I've been lucky, though, I think. I've been taught, through the Open University, by people like Tim Benton, Angus Calder, Arthur Marwick, Lizbeth Goodman, and many, many, others, and through them I've met poets like Jack Mapanje and Jackie Kay (who broke my clock), and some of the hardest working students, of all ages, sizes, shapes, and colours. When I went on to university for a second degree I was lucky to be there when Nicholas Royle was teaching English Lit, and Literary Criticism, and when John Burnside was there to sharpen up my challenged penmanship.

So, I suppose you're wondering out loud, what made you go back to cartooning? Well, I'm glad you asked because there are two answers to this; the first is because my son was going to Switzerland on a Rudolf Steiner School exchange and he wanted a new pair of enormous trainers for his size 12 feet, and I got back into it for extra lolly. The other reason is that I was inspired back by some of the brilliant work I discovered online, and in books. I mean, over all those years away I kept up with stuff, I bought Punch and Private Eye and the New Yorker and the like, but I never saw anything new or brilliant in the shrinking world of gag cartooning that lit my fuse. What I did discover and rediscover though was the work of Robert Crumb, and Charles Burns and Peter Bagge and Dan Clowes.
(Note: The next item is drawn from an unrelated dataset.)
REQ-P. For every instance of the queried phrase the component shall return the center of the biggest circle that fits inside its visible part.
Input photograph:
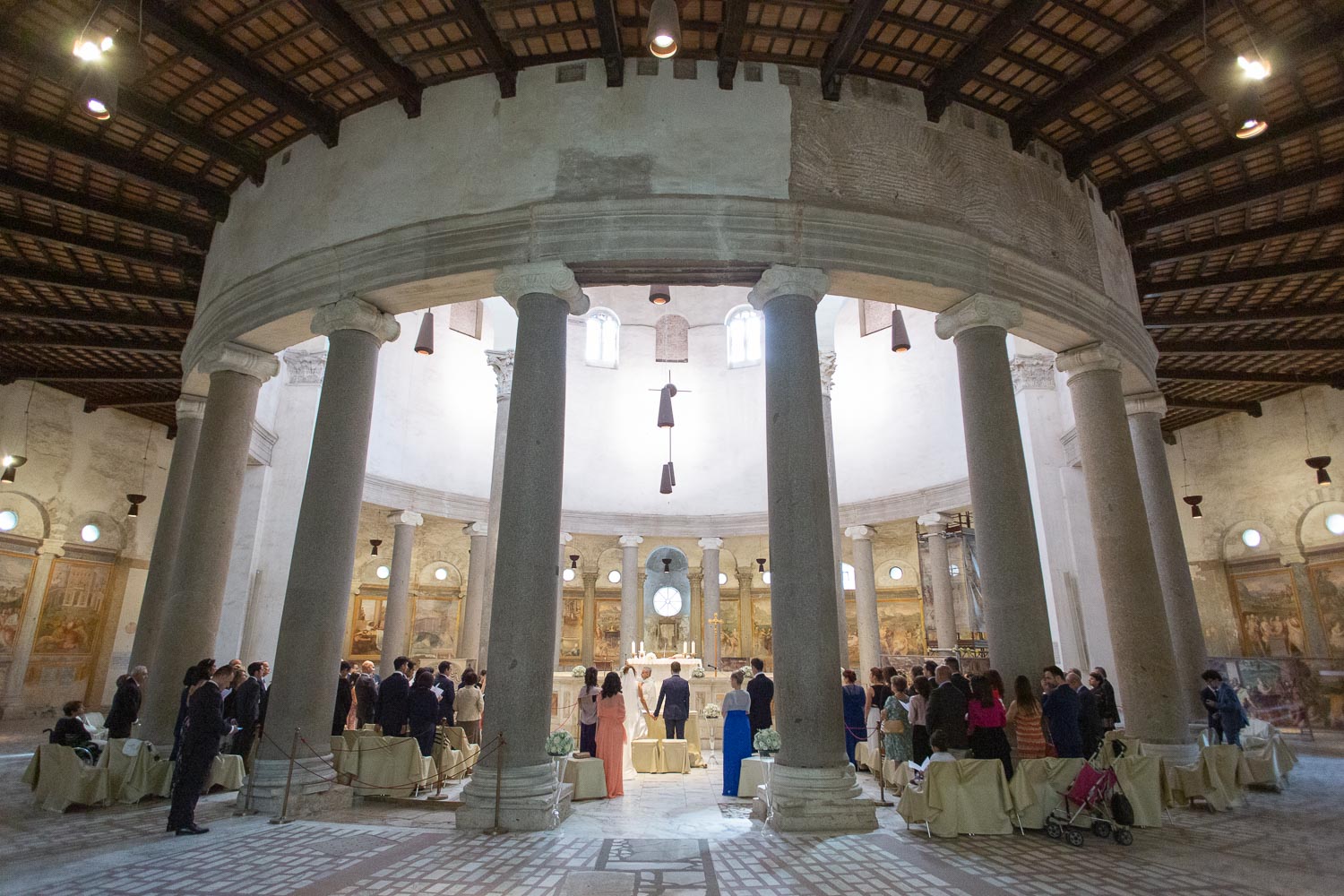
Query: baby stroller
(1099, 805)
It was this new type of graphic novel, like Ghost World, or even the old type with comic collections like Bagge's Hate, a literate package of words and pictures that brought me back in. You see I'd been drawing and doing a tiny bit of writing but I wanted to do more, so I studied Art History and then I went on to study English Literature and I think that I had progressed so much as a reader, as a consumer of texts, that what I did had become very, very unchallenging to me, very disappointing, and I couldn't see any way to make it better. But here it was, this new thing, this old thing made new, repacked and remade; here was a symbiosis of art and text that was more than comics had so far been, it was, and I felt that with a growing string of letters after my name that I was now in a position to recognise it, literature that blurred the persistent boundary between low and high art. I had found cartooning I liked, that I could try to do, and that I had an understanding of and could put into words what I liked about it and why.
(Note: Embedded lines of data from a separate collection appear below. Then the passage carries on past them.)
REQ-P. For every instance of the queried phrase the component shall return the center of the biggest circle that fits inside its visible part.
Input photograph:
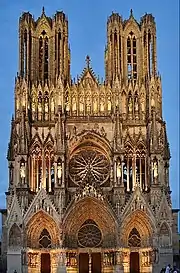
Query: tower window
(25, 52)
(43, 56)
(150, 52)
(131, 57)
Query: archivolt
(90, 208)
(141, 222)
(36, 224)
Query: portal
(45, 263)
(134, 262)
(95, 263)
(83, 263)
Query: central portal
(95, 263)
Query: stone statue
(109, 104)
(74, 104)
(59, 170)
(118, 169)
(23, 170)
(136, 106)
(155, 169)
(46, 105)
(130, 105)
(152, 102)
(95, 107)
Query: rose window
(89, 161)
(89, 235)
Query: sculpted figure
(23, 170)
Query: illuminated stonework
(88, 160)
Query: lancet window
(164, 235)
(134, 169)
(43, 56)
(46, 105)
(150, 52)
(49, 169)
(25, 52)
(45, 239)
(134, 239)
(42, 168)
(131, 56)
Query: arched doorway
(45, 263)
(89, 236)
(134, 240)
(134, 262)
(45, 242)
I suppose what I'm getting at is this. Just because you can draw cartoons doesn't mean you should. I drew cartoons as a job, as a way to make money, and it eventually became just what it sounds like, a daily chore, a grind. I didn't go away and have a Proustian or Joycean epiphany or anything like that, I just did what I hadn't done when I was younger; I learned about life and read a few books and introduced myself to more influences and quietly matured. When I finally sat down in front of a sheet of paper again I had grown up. That was something I couldn't do while I was younger.

So, and this is a purely personal list, here are some books you might want to look at if, like I did, you feel your pencil is beginning to droop (I've added some newer ones, of course):

Charles Burns: Skin Deep, Big Baby, Black Hole, et al.

Dan Clowes: Ghost World

Harvey Pekar: American Splendour, etc.

Peter Bagge: Buddy Bradley and Hate, and everything else

Art Speigelman: Maus

Robert Crumb (a safe introduction would be something with Bob and Harv's Comics (Robert Crumb's work on American Splendour) in it. But then everything, if you can get it.

Now obviously you can add Joe Sacco and Marjane Satrapi and Renee French and others to this list but these are the texts that sucked me back in and I'd certainly recommend them if you ever find yourself in the same place I did.